DNA Alkylation, Cross-Linking, and Cancer Cell Killing by a Quinoxaline-N-Mustard Conjugate.

Abstract

Nitrogen mustards are a family of clinically used anticancer drugs that contain a DNA-alkylating bis(2-chloroethyl)amino group. Appending the bis(2-chloroethyl)amino alkylating agent to noncovalent DNA-binding groups such as intercalators, polyamides, or polyamines has the potential to yield DNA-targeted anticancer agents with improved potency. In the work reported here, substituted quinoxaline groups were explored as minimal intercalators expected to confer noncovalent DNA-binding properties on a bis(2-chloroethyl)anilino mustard alkylating unit.

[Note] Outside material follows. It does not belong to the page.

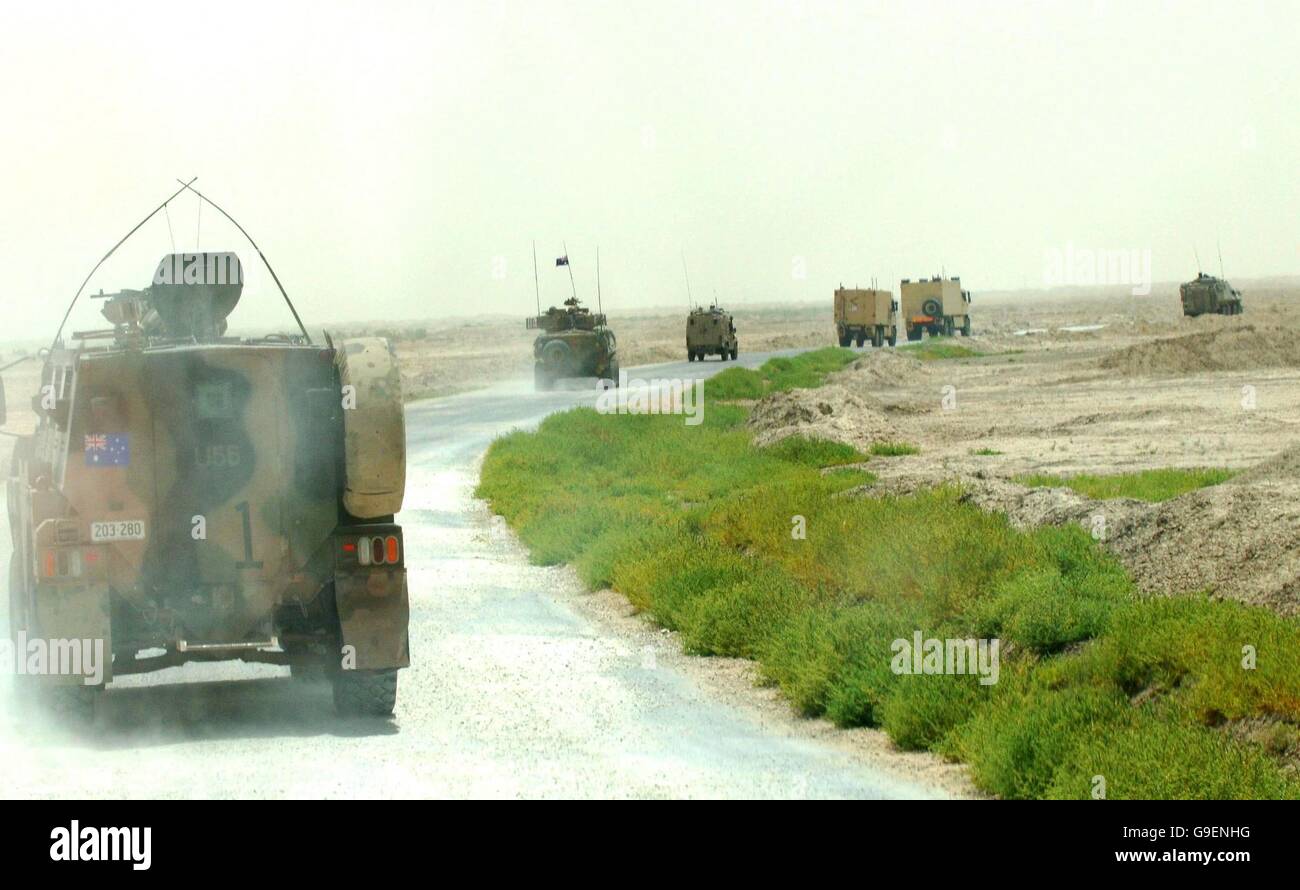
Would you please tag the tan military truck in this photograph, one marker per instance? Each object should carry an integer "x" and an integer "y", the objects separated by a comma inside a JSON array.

A quinoxaline unit with a cationic dimethylamino-containing side chain was found to be a more potent DNA-alkylating and cross-linking agent than the clinically used mustard chlorambucil (Chb). The results of dye displacement and multiple DNA alkylation assays showed that the quinoxaline ring binds noncovalently to duplex DNA, likely via intercalation. The quinoxaline-mustard conjugate was more active than Chb against a variety of cancer cell lines. Evidence is presented, showing that both the quinoxaline-mustard and the clinically used drug Chb formed aggregates in aqueous buffer; however, the results clearly show that the propensity to form aggregates clearly does not abrogate the DNA-alkylating properties or bioactivity of these compounds.